With tactile ballot, people with sight disabilities do not require any assistance to vote. Voting is done in a more secret manner. This avoids tendencies by some unscrupulous people who have been purporting to assist blind people end up voting against the wish of those they are supposed to assist. "Until this time NEC has not yet started educating the people with blind disabilities on how to use tactile ballot, even to those who are in Dar es Salaam taking into consideration that elections are just around the corner," Ms Jairos complains.

SWAUTA chairperson says in 2005 elections, for example, the tactile ballot had no braille characters and it was just like a normal ballot box, thus, it was like writing numbers in the sea. In Tanzania, there are over 300,000 blind people who need to be considered so that their constitutional right to vote and to be voted would not be violated. Ms Jairos reminds NEC to ensure that polling stations are located where all people with disabilities can easily reach.

She says it will be difficult if the stations are stationed in upstairs of the buildings where it becomes difficult for them in terms of accessibility. In what SWAUTA chairperson describes as gender discrimination, NEC appointed representatives of people with disabilities to be incorporated in NEC's committees who, she says, are all men, something which accentuate the patriarchy system. Those appointed, according to her, includes Dickson Mzeyanga, a person with deaf disability who works in NEC's Committee of Information and Communication and Elias Masamaki who was appointed to represent the disabled in the Civic Education Committee.

Political parties again, are yet to incorporate people with disabilities to participate fully in the approaching election scheduled to take place at the end of this month. No doubt, that there is no single political party which has published a manifesto with Braille characters in order to ensure that people with blind disabilities would comprehend with what has been prioritized, instead of just using their close fellows to read for them.

Action on Disabilities and Development (ADD) Director, Mr Sixbert Mbaya noted recently, at the TGNP Braille voters manifesto ceremony, held at TGNP headquarters at Mabibo suburb in Da re salaam that political parties were discriminating people with disabilities, something which he said was contrary to the Constitution of the United Republic of Tanzania.

On campaign trails again, people with disabilities are left lagging behind because political cadres do not incorporate sign language experts to make the deaf understand policies and promises that are made on the campaign rallies. Ms Jairos requests politicians to organize special days for people with disabilities, so that they are all capable of attending, and it is undoubtedly that sign language experts would be available and those who need special assistance may attend as well.

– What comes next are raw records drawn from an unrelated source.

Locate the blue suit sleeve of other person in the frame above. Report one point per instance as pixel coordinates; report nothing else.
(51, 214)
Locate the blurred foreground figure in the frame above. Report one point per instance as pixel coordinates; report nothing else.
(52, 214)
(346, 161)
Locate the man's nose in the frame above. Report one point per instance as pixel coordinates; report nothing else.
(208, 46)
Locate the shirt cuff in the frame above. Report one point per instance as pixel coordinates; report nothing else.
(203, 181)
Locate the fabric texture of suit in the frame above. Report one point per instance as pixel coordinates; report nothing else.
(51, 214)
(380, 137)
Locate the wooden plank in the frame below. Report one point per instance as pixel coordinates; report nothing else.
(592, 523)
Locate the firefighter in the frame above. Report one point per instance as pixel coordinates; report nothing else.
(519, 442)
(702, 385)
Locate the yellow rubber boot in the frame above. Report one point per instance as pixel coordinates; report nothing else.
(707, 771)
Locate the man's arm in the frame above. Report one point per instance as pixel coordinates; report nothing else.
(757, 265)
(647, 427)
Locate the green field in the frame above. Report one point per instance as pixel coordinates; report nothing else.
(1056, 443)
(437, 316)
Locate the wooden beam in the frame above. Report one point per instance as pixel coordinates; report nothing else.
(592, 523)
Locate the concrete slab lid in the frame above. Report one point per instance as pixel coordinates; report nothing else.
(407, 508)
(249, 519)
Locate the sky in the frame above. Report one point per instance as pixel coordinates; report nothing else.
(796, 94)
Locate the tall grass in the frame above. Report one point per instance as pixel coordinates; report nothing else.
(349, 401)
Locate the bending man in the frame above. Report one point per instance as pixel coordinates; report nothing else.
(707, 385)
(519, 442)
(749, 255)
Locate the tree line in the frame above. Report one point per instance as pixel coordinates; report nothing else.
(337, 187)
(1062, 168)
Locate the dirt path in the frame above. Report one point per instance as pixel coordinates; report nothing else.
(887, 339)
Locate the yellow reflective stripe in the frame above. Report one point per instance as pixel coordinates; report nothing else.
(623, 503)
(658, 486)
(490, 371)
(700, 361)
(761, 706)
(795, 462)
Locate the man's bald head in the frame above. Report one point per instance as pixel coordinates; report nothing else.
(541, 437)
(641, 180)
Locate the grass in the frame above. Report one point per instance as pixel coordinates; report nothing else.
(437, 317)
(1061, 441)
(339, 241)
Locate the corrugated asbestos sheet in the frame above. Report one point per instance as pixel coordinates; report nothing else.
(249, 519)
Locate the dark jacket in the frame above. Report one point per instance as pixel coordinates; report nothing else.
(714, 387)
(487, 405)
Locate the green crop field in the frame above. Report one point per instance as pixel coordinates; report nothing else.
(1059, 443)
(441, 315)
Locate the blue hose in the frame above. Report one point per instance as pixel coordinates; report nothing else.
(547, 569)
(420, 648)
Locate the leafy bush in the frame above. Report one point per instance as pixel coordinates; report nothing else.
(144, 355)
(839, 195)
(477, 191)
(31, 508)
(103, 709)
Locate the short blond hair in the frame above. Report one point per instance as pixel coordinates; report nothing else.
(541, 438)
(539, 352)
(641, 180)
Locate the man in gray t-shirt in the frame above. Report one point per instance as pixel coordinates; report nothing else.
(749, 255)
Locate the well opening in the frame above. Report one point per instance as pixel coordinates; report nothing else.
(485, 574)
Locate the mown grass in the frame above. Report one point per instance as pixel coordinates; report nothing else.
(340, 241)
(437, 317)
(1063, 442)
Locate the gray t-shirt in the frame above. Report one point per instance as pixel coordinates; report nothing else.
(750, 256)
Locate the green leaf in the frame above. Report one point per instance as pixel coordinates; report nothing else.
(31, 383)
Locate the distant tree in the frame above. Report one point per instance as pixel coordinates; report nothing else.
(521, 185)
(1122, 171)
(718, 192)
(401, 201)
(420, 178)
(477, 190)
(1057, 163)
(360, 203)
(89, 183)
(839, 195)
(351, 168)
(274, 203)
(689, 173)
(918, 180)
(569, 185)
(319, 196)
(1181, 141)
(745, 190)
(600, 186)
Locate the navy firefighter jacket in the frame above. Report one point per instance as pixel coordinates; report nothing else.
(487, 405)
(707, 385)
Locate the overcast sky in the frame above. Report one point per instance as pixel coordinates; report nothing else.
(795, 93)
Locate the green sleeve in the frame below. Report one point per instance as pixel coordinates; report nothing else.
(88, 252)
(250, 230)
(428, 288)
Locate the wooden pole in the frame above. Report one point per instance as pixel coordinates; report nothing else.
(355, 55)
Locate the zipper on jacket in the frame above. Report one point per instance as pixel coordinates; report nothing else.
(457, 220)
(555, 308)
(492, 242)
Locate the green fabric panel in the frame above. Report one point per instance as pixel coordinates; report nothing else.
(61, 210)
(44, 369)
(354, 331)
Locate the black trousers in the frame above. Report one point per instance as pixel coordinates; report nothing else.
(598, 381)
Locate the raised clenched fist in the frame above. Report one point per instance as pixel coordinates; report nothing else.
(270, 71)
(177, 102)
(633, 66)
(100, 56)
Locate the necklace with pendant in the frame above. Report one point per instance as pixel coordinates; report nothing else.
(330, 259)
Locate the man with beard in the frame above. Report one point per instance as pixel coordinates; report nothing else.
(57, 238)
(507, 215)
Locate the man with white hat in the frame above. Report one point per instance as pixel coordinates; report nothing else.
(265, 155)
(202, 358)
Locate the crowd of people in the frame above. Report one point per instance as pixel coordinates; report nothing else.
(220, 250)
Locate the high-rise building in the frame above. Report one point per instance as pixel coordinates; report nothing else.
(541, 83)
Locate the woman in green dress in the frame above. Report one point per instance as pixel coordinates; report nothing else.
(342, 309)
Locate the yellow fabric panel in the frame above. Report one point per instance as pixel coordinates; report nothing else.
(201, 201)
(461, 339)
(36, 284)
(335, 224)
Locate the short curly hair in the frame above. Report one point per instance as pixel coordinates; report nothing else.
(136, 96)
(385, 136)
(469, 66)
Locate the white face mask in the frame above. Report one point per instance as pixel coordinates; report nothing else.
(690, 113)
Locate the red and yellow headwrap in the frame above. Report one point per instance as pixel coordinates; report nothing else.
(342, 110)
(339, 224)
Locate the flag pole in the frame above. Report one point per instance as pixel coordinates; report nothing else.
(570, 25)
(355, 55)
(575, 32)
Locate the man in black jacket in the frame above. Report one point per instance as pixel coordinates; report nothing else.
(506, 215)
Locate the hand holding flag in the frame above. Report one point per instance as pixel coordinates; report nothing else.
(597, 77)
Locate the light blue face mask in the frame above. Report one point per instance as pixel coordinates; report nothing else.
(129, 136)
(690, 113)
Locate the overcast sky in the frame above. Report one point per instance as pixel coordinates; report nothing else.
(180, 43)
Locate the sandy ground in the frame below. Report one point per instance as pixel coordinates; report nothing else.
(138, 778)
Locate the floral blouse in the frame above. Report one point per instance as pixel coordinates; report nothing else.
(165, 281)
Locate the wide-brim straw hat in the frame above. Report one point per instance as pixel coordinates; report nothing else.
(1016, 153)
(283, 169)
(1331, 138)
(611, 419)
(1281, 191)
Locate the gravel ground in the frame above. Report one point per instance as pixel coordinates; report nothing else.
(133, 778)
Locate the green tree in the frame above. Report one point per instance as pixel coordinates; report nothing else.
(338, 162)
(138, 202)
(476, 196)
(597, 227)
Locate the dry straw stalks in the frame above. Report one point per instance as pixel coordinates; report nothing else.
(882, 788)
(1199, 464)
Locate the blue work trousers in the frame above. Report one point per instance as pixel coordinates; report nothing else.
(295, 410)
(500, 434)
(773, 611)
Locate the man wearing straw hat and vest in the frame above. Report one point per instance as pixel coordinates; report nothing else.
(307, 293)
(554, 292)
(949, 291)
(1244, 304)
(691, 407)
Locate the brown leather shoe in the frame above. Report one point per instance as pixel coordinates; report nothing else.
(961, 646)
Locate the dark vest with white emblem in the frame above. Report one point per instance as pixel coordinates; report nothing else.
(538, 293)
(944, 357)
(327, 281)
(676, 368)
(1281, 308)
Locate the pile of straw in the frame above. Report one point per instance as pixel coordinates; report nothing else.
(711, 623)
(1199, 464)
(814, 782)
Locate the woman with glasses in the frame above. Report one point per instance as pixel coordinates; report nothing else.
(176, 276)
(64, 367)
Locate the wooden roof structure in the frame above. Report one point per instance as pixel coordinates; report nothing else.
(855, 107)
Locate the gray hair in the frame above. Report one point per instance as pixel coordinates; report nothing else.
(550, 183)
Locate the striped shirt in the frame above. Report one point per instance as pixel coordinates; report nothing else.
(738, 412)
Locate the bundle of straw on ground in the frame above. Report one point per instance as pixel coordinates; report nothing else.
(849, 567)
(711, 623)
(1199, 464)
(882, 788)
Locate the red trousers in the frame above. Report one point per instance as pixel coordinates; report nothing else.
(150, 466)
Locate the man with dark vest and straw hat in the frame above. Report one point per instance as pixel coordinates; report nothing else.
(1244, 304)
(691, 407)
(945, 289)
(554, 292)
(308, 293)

She express her request to any presidential candidate who would be elected by majority votes to ensure that many people with disabilities are considered during presidential appointments. "People with disabilities constitute ten per cent of the country's population, in this regard, I advice any person who will be sworn in as a president after October polls to ensure that more people with disabilities get representation," says Ms Jairos.